Please use this identifier to cite or link to this item: http://hdl.handle.net/10397/35676
Title: Support vector guided dictionary learning
Authors: Cai, SJ
Zuo, WM
Zhang, L 
Feng, XC
Wang, P
Keywords: Dictionary learning
Support vector machine
Sparse representation
Fisher discrimination
Issue Date: 2014
Publisher: Springer
Source: In D Fleet, T Pajdla, B Schiele & T Tuytelaars (Eds.), Computer vision-- ECCV 2014 : 13th European Conference, Zurich, Switzerland, September 6-12, 2014 : proceedings, p. 624-639. Cham : Springer, 2014 How to cite?

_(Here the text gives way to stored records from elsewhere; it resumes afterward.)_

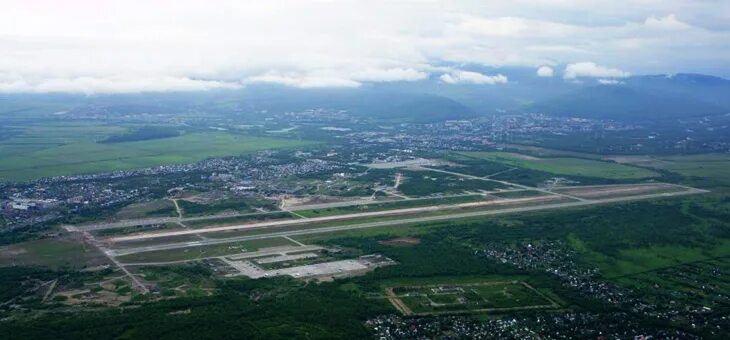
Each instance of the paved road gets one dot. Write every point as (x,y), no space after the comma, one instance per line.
(404,221)
(312,220)
(503,182)
(163,220)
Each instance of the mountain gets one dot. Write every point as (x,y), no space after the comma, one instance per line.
(627,103)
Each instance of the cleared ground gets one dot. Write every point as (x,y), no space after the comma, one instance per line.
(565,165)
(457,298)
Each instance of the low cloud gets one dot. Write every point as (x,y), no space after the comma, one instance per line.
(388,75)
(592,70)
(467,77)
(545,71)
(92,85)
(609,82)
(302,81)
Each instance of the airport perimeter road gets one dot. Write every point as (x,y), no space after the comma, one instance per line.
(502,182)
(164,220)
(335,218)
(402,222)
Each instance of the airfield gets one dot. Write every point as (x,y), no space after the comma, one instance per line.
(246,244)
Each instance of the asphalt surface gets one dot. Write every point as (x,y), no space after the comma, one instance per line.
(404,221)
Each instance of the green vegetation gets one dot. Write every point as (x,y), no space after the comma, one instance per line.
(156,208)
(73,149)
(423,183)
(565,165)
(199,252)
(239,205)
(708,170)
(144,133)
(401,204)
(53,253)
(446,297)
(255,217)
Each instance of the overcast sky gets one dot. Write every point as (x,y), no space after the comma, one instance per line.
(98,46)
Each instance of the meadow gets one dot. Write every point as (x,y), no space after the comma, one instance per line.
(65,149)
(702,169)
(567,166)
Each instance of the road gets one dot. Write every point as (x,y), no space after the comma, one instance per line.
(405,221)
(502,182)
(164,220)
(312,220)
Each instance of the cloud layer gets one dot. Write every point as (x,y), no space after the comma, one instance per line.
(107,47)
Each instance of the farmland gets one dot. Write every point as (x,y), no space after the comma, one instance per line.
(74,149)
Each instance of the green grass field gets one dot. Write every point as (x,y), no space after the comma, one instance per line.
(711,169)
(566,165)
(73,149)
(53,253)
(200,252)
(404,204)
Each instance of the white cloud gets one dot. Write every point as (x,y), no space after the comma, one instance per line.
(311,43)
(467,77)
(609,82)
(669,22)
(590,69)
(391,74)
(305,81)
(545,71)
(91,85)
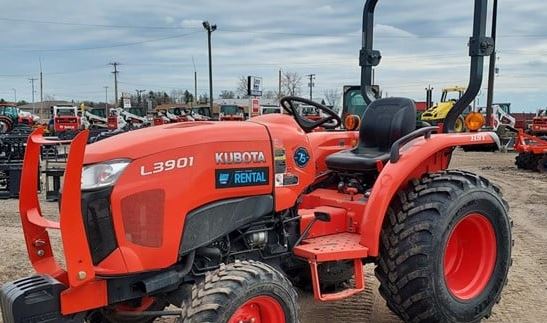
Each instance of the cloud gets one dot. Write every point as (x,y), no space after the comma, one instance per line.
(423,42)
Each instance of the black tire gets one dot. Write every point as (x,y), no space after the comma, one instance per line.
(542,164)
(223,291)
(414,236)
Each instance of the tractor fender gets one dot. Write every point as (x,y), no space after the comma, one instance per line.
(426,154)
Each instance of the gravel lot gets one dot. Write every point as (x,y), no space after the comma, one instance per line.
(523,300)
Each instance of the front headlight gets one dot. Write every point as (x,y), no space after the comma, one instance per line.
(103,174)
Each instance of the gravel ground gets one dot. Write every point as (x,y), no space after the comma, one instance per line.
(523,299)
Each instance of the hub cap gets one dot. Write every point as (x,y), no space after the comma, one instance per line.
(260,309)
(470,256)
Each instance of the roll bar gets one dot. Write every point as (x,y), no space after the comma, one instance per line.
(479,46)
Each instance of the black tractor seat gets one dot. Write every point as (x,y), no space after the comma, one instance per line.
(384,122)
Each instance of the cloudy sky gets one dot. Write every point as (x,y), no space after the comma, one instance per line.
(423,42)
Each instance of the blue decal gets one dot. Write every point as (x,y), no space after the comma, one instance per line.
(223,178)
(241,177)
(301,157)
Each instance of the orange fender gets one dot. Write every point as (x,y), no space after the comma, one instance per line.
(420,156)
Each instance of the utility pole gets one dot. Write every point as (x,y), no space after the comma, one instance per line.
(41,90)
(139,97)
(311,84)
(492,69)
(195,82)
(429,96)
(32,82)
(279,90)
(210,28)
(106,100)
(115,72)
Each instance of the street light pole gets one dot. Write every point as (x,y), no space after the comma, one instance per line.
(106,100)
(210,28)
(32,82)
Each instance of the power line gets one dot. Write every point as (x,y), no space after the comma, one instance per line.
(90,25)
(247,31)
(98,47)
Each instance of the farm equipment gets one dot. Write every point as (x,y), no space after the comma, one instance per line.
(532,152)
(437,113)
(12,150)
(539,123)
(11,117)
(270,109)
(171,115)
(132,118)
(231,113)
(220,222)
(202,113)
(94,118)
(65,121)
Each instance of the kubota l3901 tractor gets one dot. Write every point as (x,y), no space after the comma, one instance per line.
(222,223)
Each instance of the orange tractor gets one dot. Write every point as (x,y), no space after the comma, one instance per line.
(532,152)
(539,123)
(223,223)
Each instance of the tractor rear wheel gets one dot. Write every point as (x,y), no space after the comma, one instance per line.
(245,291)
(445,249)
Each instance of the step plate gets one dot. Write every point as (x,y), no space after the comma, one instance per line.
(340,246)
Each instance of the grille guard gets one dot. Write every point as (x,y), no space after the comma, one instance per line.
(79,267)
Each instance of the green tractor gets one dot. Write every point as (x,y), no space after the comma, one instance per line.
(11,117)
(437,113)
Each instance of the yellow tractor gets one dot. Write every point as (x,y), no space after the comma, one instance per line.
(437,113)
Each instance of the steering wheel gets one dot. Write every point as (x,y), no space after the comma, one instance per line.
(331,121)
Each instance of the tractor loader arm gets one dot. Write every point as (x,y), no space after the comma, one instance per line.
(411,157)
(79,275)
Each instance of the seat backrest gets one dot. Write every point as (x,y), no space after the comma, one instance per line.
(385,121)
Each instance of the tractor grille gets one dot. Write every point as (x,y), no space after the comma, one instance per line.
(98,224)
(142,215)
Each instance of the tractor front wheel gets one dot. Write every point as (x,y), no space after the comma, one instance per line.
(445,249)
(245,291)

Series/Report no.: Lecture Notes in Computer Science, v. 8692
Abstract: Discriminative dictionary learning aims to learn a dictionary from training samples to enhance the discriminative capability of their coding vectors. Several discrimination terms have been proposed by assessing the prediction loss (e.g., logistic regression) or class separation criterion (e.g., Fisher discrimination criterion) on the coding vectors. In this paper, we provide a new insight on discriminative dictionary learning. Specifically, we formulate the discrimination term as the weighted summation of the squared distances between all pairs of coding vectors. The discrimination term in the state-of-the-art Fisher discrimination dictionary learning (FDDL) method can be explained as a special case of our model, where the weights are simply determined by the numbers of samples of each class. We then propose a parameterization method to adaptively determine the weight of each coding vector pair, which leads to a support vector guided dictionary learning (SVGDL) model. Compared with FDDL, SVGDL can adaptively assign different weights to different pairs of coding vectors. More importantly, SVGDL automatically selects only a few critical pairs to assign non-zero weights, resulting in better generalization ability for pattern recognition tasks. The experimental results on a series of benchmark databases show that SVGDL outperforms many state-of-the-art discriminative dictionary learning methods.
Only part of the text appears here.